Sweet and clear is the windless night writes Leopardi, so are the images of American photographer Christopher Soukup who encapsulates in night shots the desolation of the city, when the human engine dies out and nothing remains but the artificial sign of our passage. Everything is still, suspended in time, more precisely in the 1970s, the period when the photographer, now living in San Francisco, was born. The shots are encompassed in this specific time frame, so dear to Christopher, who was born and grew up in those very years in the industrial Rust Belt, the protagonist of the American economic boom. One of the symbols of the economic progress of that time is undoubtedly the classic American car with its low, elongated shape and pastel colors, often featured in Christopher Soukup’s photographs. An additional vintage element is the retro style filter, which accentuates the nostalgic atmosphere of the past.




Christopher Soukup captures empty cityscapes, in which artificial light takes the place of the human figure, determining its presence even in its absence.

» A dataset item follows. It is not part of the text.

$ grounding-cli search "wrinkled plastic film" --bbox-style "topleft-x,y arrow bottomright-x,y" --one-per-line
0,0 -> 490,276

Light, the undisputed protagonist of his photographs, always manifests itself in different ways, establishing the atmosphere of the shot itself. Cold and bluish in gas stations, warmer and pinkish when coming from homes, mysterious and diffuse when its origin is not visible.
The compositions of the photographs themselves and the feeling of illusory tranquility present in each shot reflect the influence of American painter Edward Hopper. As in Hopper’s realism, Christopher also conveys ambivalent feelings to the viewer: on the one hand the calm dictated by the stillness of the moment and on the other the uneasiness that anything could happen. The desolate streets become like stills from unrealized cinematic masterpieces, in which Christopher Soukup rearranges memories of another era, whether real or imagined, projecting the viewer into the past.
Christopher Soukup’s photographs will be exhibited at the group exhibition ImageNation in New York, 10-12 March 2023, curated by Martin Vegas.